Set a baseline before shipping. Run the experiment on the version you’re about to deploy and set that as the CI baseline. Future runs will pass or fail relative to it.

Slice by use case. Separate datasets by feature or slice (e.g. "FAQ", "refunds", "edge cases") so you can see which area regressed and run smaller, faster CI jobs per slice if needed.
Keep expected outputs consistent. For input/output datasets, use a consistent format and level of detail in the expected column so scorers behave predictably.
Start small, then grow. Begin with 20–50 representative rows to iterate quickly on prompts and scorers. Add more rows (including edge cases and failures from production) once the pipeline is stable.
Use tags and metadata. Tag rows by difficulty, category, or source so you can filter and analyze subsets in the dashboard.

Use fire-and-forget by default. Leave flush: false so tracing does not add latency. Set flush: true only when you need to guarantee the trace was sent before continuing (e.g. in a short serverless function).
Set promptVersionId when you know it. If your app already resolves the prompt version (e.g. from A/B or config), pass it so the SDK doesn’t need to fetch A/B config and so the dashboard attributes traces correctly.
Use databaseID to feed datasets. Sending traces to a dataset (via databaseID) lets you inspect them in Setup tracing and turn production samples into evaluation rows. Use a dedicated dataset per project or use case.
Group agentic calls with sessionId.

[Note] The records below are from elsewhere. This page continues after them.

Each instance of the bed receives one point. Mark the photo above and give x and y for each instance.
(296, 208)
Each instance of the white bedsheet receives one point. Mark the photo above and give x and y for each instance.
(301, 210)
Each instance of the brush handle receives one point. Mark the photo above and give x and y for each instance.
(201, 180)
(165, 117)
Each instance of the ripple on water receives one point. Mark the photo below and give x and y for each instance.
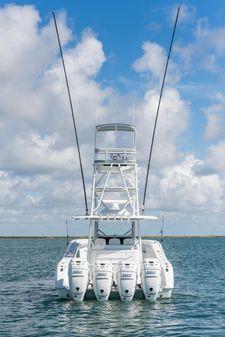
(30, 306)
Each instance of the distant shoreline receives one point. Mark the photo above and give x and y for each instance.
(144, 237)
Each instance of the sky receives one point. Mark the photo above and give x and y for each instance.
(115, 54)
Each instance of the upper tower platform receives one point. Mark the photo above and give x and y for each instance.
(115, 143)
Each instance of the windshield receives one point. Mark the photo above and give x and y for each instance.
(71, 249)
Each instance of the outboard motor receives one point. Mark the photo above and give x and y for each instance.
(151, 278)
(102, 280)
(78, 278)
(126, 281)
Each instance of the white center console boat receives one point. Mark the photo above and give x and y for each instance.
(114, 262)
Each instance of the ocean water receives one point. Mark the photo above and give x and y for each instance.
(29, 305)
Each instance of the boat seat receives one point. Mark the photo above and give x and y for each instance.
(100, 242)
(114, 241)
(128, 241)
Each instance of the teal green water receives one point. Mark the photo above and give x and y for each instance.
(29, 305)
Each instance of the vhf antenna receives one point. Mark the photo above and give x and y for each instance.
(72, 111)
(157, 112)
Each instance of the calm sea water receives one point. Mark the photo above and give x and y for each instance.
(29, 305)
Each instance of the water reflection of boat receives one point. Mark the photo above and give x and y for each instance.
(114, 262)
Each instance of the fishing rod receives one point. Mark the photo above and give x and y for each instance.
(67, 233)
(157, 112)
(72, 111)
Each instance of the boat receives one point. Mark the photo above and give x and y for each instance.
(114, 262)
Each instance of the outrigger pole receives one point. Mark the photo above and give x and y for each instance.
(72, 111)
(157, 112)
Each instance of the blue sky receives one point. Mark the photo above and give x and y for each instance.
(115, 53)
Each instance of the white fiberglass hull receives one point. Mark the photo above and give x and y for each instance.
(116, 273)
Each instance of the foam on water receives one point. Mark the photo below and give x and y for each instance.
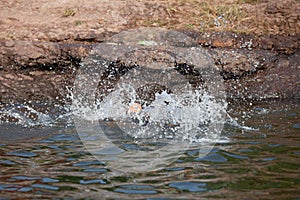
(191, 115)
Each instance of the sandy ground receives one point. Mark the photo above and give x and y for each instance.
(57, 20)
(40, 40)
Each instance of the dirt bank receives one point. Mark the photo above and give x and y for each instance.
(254, 43)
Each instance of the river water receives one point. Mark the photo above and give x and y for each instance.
(256, 157)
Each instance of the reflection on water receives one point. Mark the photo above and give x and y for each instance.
(49, 162)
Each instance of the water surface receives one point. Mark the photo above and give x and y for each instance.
(257, 156)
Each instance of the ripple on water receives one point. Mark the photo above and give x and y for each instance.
(44, 186)
(49, 180)
(88, 163)
(189, 186)
(136, 189)
(213, 158)
(93, 181)
(25, 154)
(7, 162)
(296, 126)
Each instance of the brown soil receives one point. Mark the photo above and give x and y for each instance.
(255, 43)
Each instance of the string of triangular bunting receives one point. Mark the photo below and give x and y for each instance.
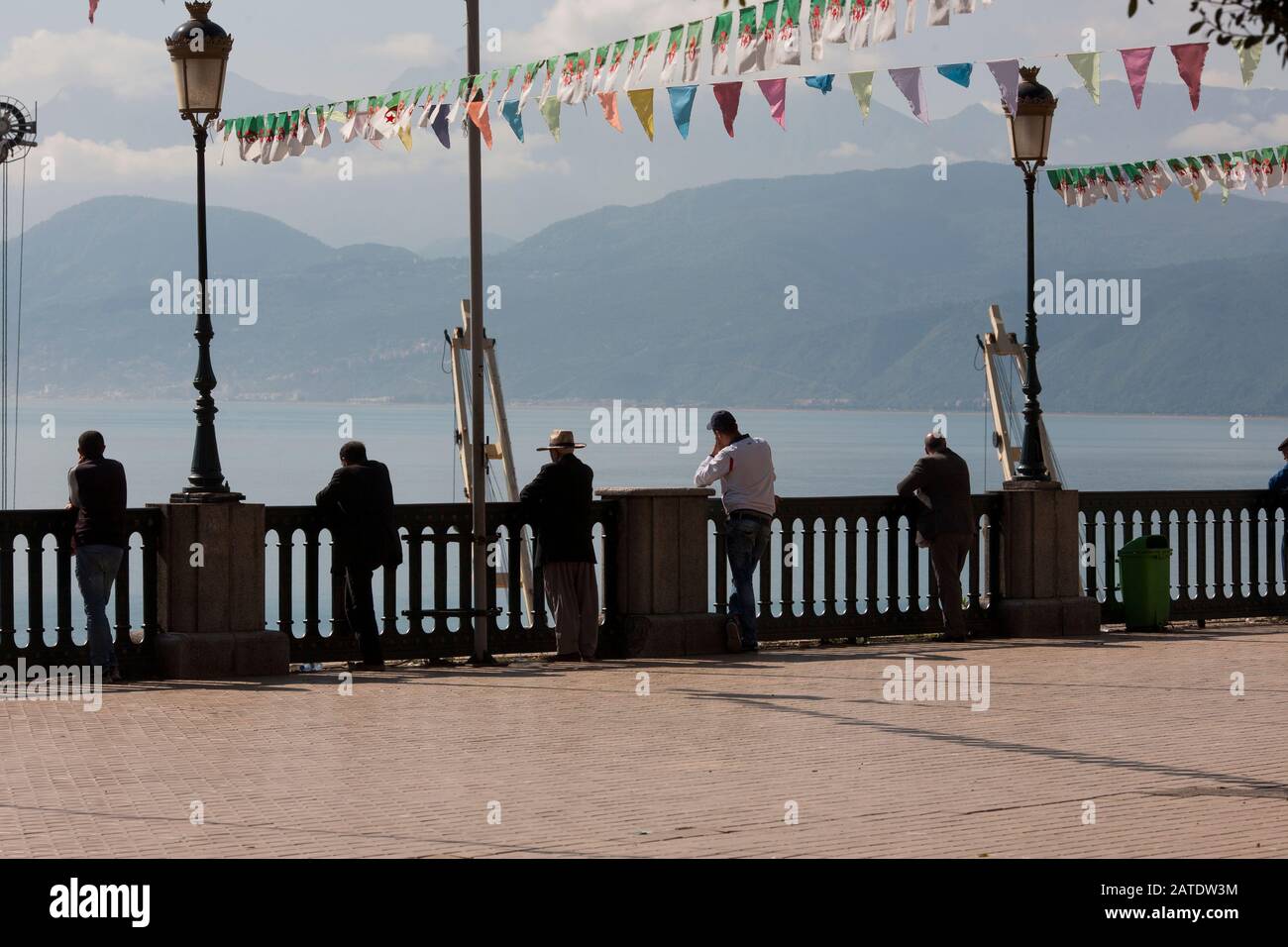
(1233, 170)
(274, 137)
(769, 35)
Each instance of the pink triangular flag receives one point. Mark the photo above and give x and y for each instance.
(728, 94)
(1137, 67)
(608, 99)
(480, 115)
(1189, 62)
(1006, 73)
(776, 94)
(913, 89)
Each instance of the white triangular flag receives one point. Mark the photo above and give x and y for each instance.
(859, 25)
(883, 29)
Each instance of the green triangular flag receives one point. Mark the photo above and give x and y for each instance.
(550, 112)
(1249, 56)
(1087, 65)
(862, 85)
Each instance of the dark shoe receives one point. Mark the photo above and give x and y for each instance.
(733, 635)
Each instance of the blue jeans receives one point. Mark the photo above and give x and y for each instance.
(745, 544)
(95, 573)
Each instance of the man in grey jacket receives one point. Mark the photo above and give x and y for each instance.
(745, 468)
(949, 525)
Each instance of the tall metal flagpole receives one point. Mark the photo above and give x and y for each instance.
(478, 492)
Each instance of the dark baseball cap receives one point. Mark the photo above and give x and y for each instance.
(722, 421)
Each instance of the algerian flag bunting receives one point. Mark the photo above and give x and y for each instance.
(789, 47)
(720, 31)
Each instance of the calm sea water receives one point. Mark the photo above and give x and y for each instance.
(282, 454)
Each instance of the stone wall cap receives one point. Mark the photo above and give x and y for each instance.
(1019, 486)
(622, 492)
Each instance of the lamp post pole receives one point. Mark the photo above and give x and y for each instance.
(1031, 466)
(206, 475)
(1029, 116)
(198, 51)
(478, 472)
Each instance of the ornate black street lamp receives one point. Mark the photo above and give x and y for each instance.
(200, 51)
(1030, 144)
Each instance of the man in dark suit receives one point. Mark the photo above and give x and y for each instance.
(359, 509)
(943, 478)
(558, 505)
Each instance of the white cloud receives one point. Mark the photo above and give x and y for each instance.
(80, 161)
(1239, 132)
(410, 50)
(846, 150)
(575, 25)
(44, 62)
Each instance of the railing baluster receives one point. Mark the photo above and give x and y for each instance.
(389, 598)
(312, 624)
(850, 565)
(121, 592)
(150, 581)
(63, 558)
(284, 579)
(1183, 554)
(438, 543)
(872, 561)
(721, 587)
(831, 605)
(1235, 552)
(35, 587)
(7, 625)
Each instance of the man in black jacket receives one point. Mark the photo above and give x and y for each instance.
(97, 492)
(949, 526)
(359, 509)
(558, 505)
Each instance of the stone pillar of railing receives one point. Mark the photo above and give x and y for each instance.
(661, 600)
(1042, 594)
(210, 592)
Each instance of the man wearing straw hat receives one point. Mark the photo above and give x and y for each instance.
(558, 505)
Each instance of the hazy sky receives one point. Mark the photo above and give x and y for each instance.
(327, 48)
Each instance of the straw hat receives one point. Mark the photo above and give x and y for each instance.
(562, 440)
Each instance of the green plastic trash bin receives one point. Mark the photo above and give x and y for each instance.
(1145, 579)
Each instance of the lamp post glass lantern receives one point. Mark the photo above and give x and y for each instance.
(1029, 128)
(198, 52)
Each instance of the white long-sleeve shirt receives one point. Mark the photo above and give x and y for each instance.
(746, 474)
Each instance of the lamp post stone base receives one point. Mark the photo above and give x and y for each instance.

For multi-step or agent flows, pass a stable sessionId and optional parentLogId / spanOrder so the timeline view shows a single trace.

Run the experiment manually first. Before wiring the webhook, run the chosen experiment from the dashboard and confirm it completes and scores make sense. Then set the baseline and add the webhook.

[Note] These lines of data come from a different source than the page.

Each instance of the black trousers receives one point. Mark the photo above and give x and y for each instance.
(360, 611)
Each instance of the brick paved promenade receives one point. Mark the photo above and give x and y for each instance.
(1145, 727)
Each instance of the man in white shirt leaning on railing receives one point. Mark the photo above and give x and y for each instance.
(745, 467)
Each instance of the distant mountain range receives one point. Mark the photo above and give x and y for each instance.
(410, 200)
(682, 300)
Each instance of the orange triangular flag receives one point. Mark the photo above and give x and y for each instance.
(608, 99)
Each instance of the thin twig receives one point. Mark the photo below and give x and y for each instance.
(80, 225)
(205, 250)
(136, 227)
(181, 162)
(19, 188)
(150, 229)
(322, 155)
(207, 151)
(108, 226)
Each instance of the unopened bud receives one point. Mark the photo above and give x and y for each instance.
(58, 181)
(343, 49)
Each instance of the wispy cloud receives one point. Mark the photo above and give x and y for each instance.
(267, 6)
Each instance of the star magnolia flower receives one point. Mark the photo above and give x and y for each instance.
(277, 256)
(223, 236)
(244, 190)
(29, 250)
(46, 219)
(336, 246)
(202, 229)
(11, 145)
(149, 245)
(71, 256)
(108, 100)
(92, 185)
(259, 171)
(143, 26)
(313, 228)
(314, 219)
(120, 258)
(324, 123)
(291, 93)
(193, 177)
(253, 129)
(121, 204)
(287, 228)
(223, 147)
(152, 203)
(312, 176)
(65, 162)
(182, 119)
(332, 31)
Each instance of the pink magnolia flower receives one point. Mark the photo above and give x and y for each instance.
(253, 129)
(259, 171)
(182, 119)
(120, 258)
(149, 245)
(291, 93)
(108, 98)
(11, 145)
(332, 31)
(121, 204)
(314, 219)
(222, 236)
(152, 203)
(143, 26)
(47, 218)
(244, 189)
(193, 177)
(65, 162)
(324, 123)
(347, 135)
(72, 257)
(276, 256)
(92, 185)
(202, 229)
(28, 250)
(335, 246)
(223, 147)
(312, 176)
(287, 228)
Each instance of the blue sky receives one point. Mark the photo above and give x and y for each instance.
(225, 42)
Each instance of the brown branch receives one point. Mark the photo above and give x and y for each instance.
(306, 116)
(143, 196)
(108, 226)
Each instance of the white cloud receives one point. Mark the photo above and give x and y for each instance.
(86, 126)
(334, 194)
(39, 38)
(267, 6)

Use thresholds that match your bar. Set pass/fail thresholds (absolute or delta) so that real regressions fail the run but normal variance doesn’t. Tune after a few runs.

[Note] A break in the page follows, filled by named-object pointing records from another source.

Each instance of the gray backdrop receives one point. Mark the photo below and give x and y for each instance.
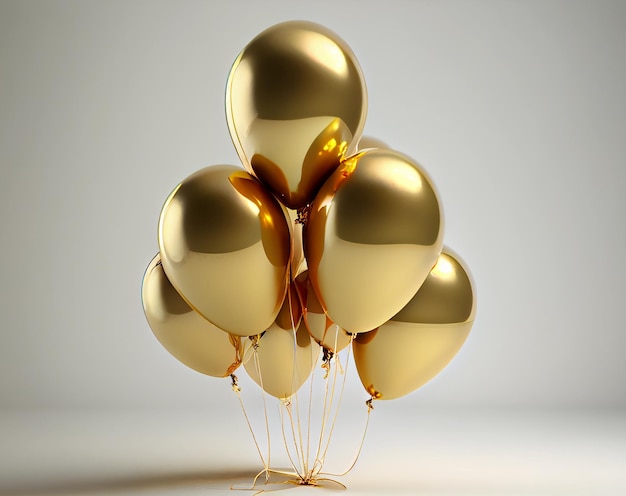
(516, 109)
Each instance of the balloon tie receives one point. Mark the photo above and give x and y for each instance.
(303, 215)
(235, 383)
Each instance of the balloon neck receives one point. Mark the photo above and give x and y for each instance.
(303, 215)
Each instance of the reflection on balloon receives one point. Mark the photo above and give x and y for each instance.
(225, 246)
(374, 232)
(190, 338)
(323, 330)
(295, 105)
(417, 343)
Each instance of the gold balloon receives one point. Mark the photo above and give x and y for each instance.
(190, 338)
(417, 343)
(298, 262)
(281, 360)
(225, 246)
(374, 232)
(323, 330)
(295, 105)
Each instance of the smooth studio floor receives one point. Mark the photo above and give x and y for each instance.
(442, 452)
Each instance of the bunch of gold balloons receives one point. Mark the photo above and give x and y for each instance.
(322, 242)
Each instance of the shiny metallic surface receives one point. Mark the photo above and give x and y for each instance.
(191, 339)
(373, 234)
(417, 343)
(225, 246)
(323, 330)
(295, 104)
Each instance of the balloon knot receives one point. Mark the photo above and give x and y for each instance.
(327, 356)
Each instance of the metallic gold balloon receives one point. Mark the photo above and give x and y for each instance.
(374, 232)
(295, 105)
(225, 246)
(323, 330)
(417, 343)
(281, 360)
(298, 262)
(190, 338)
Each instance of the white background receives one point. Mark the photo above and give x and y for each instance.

Keep datasets and prompts stable for CI. Avoid changing the CI experiment’s dataset or prompt version too often; use CI to catch regressions on a fixed baseline, and use the dashboard for ad-hoc comparison.

Run Red Team evals before release. Add a Red Team experiment to your pre-release checklist or CI so safety regressions are caught early.
Wait for significance in A/B tests. Don’t declare a winner on the first day. Use the dashboard’s confidence/sample guidance and avoid switching 100% traffic until results are stable.